The other, called the advanced terrain following, was simpler. It used the F-16's radar altimeter to scan the terrain ahead of the aircraft to go over or around obstacles. Both systems had minimum altitude settings. When the system calculates that the aircraft was about to drop below this setting, they automatically took over control, and pulled up. The advanced terrain following system was also connected to the AMAS, which allowed the pilot to drop bombs from 500 feet in a 5 G turn, or fly 80 feet above the ground at 500 knots. There was also a separate Pilot Activated Recovery System. If the pilot became disoriented, he only had to pull a trigger switch on the stick. This caused the flight control computer to automatically recover the aircraft, and put it into a wings-level climb.
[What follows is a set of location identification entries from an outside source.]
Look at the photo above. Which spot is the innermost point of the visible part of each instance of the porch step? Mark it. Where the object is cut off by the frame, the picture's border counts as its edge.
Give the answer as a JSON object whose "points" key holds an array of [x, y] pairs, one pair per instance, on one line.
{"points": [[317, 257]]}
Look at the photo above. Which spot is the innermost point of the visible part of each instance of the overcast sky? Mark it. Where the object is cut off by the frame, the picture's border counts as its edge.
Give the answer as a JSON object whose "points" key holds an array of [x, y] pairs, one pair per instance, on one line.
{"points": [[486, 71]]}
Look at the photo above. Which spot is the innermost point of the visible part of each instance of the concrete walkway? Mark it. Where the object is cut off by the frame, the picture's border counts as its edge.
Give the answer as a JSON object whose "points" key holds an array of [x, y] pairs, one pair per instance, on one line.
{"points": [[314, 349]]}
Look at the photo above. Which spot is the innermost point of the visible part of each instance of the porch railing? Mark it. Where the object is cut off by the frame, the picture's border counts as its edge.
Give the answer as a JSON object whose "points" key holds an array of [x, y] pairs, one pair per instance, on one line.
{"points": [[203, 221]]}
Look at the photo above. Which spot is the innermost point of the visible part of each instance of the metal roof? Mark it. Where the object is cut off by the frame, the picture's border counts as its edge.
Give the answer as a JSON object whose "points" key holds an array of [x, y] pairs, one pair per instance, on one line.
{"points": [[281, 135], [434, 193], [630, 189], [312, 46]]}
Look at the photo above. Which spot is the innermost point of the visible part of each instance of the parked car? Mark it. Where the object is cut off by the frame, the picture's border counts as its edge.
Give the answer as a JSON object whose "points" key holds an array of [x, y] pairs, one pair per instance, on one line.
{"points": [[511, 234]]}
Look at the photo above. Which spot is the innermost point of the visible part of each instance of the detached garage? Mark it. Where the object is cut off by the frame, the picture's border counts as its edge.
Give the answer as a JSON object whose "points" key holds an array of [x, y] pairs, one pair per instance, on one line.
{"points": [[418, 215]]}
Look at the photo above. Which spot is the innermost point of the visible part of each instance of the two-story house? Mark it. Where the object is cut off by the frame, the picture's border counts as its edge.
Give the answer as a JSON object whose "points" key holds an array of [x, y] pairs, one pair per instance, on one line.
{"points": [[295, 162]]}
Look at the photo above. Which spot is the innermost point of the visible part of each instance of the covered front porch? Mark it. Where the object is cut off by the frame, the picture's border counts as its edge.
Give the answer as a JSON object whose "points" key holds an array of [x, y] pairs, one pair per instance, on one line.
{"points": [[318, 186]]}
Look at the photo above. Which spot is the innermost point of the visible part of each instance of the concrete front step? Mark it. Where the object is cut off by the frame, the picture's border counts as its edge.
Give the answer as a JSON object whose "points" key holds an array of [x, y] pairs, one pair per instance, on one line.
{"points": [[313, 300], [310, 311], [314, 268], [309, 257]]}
The AFTI F-16 left Dryden for the last time on November 4, 1997. Over a period of 15 years, it had made more than 700 research flights. Although no longer used by NASA, it continued to be used for test missions. Its final project was as the hardware and software testbed for the X-35 Joint Strike Fight prototype. On January 9, 2001, the AFTI F-16 was retired to the Air Force Museum.